The speech was panned. He was too radical, critics said, his ideas too bold and too progressive. The city’s wealthy, a critical component to fundraising in a campaign, would never support anyone raising their taxes.
As a penance, de Blasio, who formally announced his bid for mayor in January of 2013, spent the better part of the first six months of his campaign wading in uncertainty, barely cracking 10 percent in the polls.
Now, de Blasio has a commanding lead in the polls, with the October 3 Quinnipiac poll showing him with a 50 point lead over his Republican rival Joe Lhota.
De Blasio has the unabashed support of the leading Democrats, including President Barack Obama. Even some of those wealthy business owners have come around.
On Friday morning, a year to the date, de Blasio went back to midtown to speak at the ABNY breakfast. This time the room was double the size with a crowd of nearly 750.
The mayoral hopeful was jovial, light, and joked often—a stark contrast to his speech the year before. The crowd, who had sat quietly in 2012, now laughed, joked, applauded, and showed support.
In the speech, De Blasio hammered home his campaign message: curing the city of its income inequality by reforming education and police practices, and providing affordable housing.
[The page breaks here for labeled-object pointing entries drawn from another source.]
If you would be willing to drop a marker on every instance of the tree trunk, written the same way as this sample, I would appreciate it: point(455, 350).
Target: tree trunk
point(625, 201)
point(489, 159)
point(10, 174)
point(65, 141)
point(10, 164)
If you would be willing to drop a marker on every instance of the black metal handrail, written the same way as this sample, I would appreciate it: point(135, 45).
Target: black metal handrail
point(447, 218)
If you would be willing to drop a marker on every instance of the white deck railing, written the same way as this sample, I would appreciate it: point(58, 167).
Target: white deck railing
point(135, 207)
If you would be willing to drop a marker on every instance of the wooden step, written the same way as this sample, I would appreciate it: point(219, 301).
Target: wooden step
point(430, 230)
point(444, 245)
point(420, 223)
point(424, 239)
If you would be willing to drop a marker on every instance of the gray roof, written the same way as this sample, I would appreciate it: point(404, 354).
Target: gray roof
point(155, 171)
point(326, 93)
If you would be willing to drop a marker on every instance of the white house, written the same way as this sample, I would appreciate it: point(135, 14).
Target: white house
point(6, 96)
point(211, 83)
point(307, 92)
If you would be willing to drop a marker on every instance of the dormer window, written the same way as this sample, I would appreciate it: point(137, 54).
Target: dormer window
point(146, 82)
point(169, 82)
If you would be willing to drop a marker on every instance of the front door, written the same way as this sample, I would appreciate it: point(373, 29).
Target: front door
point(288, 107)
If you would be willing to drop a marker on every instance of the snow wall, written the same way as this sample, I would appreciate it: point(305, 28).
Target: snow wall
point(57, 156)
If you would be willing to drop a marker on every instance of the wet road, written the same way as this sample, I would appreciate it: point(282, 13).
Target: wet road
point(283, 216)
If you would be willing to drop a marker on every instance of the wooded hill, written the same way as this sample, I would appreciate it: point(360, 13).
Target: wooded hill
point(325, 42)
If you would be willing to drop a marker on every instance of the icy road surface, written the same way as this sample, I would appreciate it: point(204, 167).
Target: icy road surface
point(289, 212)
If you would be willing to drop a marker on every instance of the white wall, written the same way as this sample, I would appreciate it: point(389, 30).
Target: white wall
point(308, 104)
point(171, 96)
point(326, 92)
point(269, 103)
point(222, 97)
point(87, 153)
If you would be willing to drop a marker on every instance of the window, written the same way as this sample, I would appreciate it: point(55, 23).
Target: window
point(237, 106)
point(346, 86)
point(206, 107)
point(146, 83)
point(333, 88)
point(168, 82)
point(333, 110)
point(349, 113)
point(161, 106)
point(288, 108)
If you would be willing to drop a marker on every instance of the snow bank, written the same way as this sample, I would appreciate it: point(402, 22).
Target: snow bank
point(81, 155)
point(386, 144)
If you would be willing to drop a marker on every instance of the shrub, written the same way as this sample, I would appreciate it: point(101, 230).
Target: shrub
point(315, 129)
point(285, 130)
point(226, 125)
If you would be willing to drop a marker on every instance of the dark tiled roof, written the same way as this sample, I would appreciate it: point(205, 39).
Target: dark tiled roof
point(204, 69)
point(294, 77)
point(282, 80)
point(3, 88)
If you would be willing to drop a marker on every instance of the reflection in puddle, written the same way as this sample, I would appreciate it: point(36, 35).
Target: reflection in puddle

“I believe we must guarantee every child in our city a quality pre-kindergarten education and every middle school student a safe after-school environment that keeps them on task, off the streets, and out of harm’s way,” de Blasio said. “And I strongly believe we must back up our commitment with real dollars —a modest tax on those earning more than a half-million dollars a year.”
Unlike the 2012 speech, no one balked at the idea. If poll numbers are any indication, it seems the city has become comfortable with the idea.
“Look, I know not everyone in this room agrees with every part of my plan,” de Blasio said. “But I know we all share a set of values—that every child deserves a first rate education; that everyone who works hard and plays by the rules should be able to earn a wage that can support a family; that people should be able to live in the same neighborhoods they have spent their lives.”